Recording Industry Accounting Probe Widened to Include Fraud AllegationsBy Chuck Philips
LOS ANGELES TIMES -- The California Senate has widened its probe of music industry accounting practices and is investigating whether major record companies defrauded artists out of royalties through undisclosed licensing deals with record clubs and video channels.
The Senate Rules Committee in Sacramento, Calif., the state capital, issued subpoenas late last week seeking documents from artists’ lawyers and managers to substantiate the allegations, which first came to light at a hearing last month called by Democratic state Sens. Martha Escutia and Kevin Murray to examine accounting practices in the music industry.
During the July 23 hearing, artist representatives accused the world’s five largest music companies of collecting millions of dollars annually from licensing deals with record clubs and video channels never shared with artists. Attorneys also alleged that companies employ fraudulent accounting formulas to bilk artists out of earnings on music sold overseas.

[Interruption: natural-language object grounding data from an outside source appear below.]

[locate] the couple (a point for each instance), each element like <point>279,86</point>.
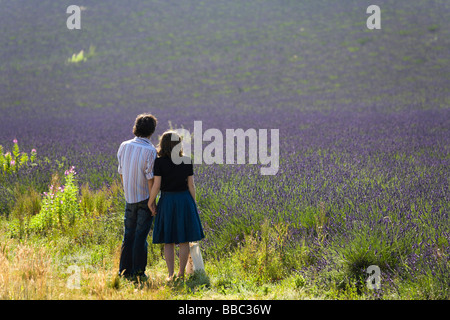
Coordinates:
<point>144,171</point>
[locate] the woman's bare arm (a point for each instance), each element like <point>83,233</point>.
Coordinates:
<point>191,186</point>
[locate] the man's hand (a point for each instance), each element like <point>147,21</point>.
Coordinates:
<point>152,207</point>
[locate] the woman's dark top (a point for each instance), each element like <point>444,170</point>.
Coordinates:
<point>173,176</point>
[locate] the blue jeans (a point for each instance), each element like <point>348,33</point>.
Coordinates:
<point>137,222</point>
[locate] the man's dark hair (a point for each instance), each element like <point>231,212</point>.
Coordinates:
<point>145,125</point>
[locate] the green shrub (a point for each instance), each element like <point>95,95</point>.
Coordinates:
<point>60,206</point>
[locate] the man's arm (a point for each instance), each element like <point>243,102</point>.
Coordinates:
<point>155,186</point>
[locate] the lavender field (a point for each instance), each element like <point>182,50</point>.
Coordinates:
<point>364,123</point>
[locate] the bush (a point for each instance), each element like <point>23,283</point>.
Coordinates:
<point>60,206</point>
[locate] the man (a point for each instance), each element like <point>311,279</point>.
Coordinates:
<point>136,158</point>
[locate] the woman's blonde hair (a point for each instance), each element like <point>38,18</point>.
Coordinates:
<point>167,142</point>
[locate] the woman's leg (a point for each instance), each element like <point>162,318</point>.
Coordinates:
<point>184,256</point>
<point>169,254</point>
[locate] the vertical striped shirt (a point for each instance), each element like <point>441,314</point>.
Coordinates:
<point>136,158</point>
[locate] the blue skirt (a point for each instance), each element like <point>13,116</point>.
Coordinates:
<point>177,219</point>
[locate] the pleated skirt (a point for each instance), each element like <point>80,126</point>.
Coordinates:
<point>177,219</point>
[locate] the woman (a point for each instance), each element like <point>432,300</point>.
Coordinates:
<point>177,220</point>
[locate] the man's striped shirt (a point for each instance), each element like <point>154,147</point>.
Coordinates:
<point>136,158</point>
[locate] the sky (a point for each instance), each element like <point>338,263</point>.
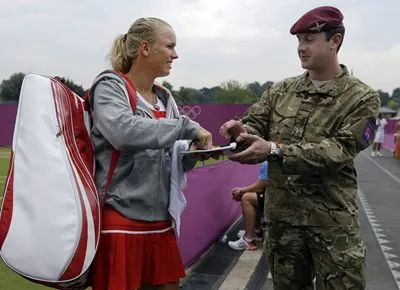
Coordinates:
<point>217,40</point>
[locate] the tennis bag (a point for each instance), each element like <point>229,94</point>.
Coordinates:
<point>50,215</point>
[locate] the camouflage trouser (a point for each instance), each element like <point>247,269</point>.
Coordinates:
<point>335,256</point>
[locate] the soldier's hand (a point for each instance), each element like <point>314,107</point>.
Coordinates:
<point>257,152</point>
<point>236,193</point>
<point>232,128</point>
<point>203,140</point>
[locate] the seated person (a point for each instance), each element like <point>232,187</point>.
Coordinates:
<point>252,203</point>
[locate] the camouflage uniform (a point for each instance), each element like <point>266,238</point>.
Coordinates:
<point>311,202</point>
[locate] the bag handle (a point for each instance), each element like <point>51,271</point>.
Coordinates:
<point>132,97</point>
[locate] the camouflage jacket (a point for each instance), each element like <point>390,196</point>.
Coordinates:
<point>320,129</point>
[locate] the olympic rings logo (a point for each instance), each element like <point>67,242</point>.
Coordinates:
<point>190,111</point>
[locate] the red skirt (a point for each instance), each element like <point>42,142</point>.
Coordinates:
<point>134,253</point>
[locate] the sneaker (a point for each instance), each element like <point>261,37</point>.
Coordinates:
<point>258,236</point>
<point>242,244</point>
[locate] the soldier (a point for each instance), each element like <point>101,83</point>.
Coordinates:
<point>310,128</point>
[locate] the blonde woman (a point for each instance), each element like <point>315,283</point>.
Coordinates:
<point>138,248</point>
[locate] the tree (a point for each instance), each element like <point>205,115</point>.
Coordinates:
<point>384,96</point>
<point>11,88</point>
<point>256,88</point>
<point>233,92</point>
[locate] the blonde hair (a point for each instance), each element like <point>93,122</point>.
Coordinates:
<point>125,49</point>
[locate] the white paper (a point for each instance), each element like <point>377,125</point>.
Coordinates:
<point>231,146</point>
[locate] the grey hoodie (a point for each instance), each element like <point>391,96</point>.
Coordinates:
<point>140,185</point>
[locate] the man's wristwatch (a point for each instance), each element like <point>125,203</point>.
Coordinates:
<point>275,151</point>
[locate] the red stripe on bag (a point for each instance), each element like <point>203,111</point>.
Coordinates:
<point>7,207</point>
<point>65,100</point>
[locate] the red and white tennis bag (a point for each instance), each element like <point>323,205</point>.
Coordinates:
<point>50,215</point>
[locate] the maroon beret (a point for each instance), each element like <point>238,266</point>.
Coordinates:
<point>319,19</point>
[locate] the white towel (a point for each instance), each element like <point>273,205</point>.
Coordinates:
<point>177,200</point>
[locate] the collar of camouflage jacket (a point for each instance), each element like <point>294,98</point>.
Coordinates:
<point>332,88</point>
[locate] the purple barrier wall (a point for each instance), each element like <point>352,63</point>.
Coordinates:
<point>211,209</point>
<point>389,132</point>
<point>7,121</point>
<point>212,116</point>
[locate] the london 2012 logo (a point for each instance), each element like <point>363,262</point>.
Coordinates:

“We want to find out how these deals are structured and whether artists are getting shortchanged,” Murray said in an interview. “We’re also interested in determining whether companies are cheating artists by using unfair tactics in the accounting of foreign royalties.”
Escutia and Murray have scheduled a second hearing on the matter Sept. 24 in Sacramento. The accounting issue is the latest wrinkle in an ongoing debate over artists’ rights in the record industry. Performers and musicians have complained to lawmakers that music companies use unfair contracts that bind them longer than other California workers and use accounting tricks that reduce their wages, health care and pension benefits.
The Recording Industry Association of America, a Washington trade group that represents the nation’s five biggest music companies, declined to comment on the allegations, except to say that artists are paid in accordance with their contracts. Record executives privately say labels do not cheat artists on music sold overseas nor do they profit from covert licensing arrangements at artists’ expense.
Entertainment attorney Don Engel, who has sued labels on behalf of Luther Vandross, Meatloaf, Don Henley, and the Dixie Chicks, told lawmakers last month that companies routinely cheat artists out of royalties.
In an interview, Engel spelled out what he characterized as a series of “schemes” perpetrated on artists by the music industry.
Record companies, he said, purport that music videos are promotional tools to help generate sales of CDs. Artists are contractually required to reimburse companies for at least half of the cost of each promotional video before they receive a royalty check.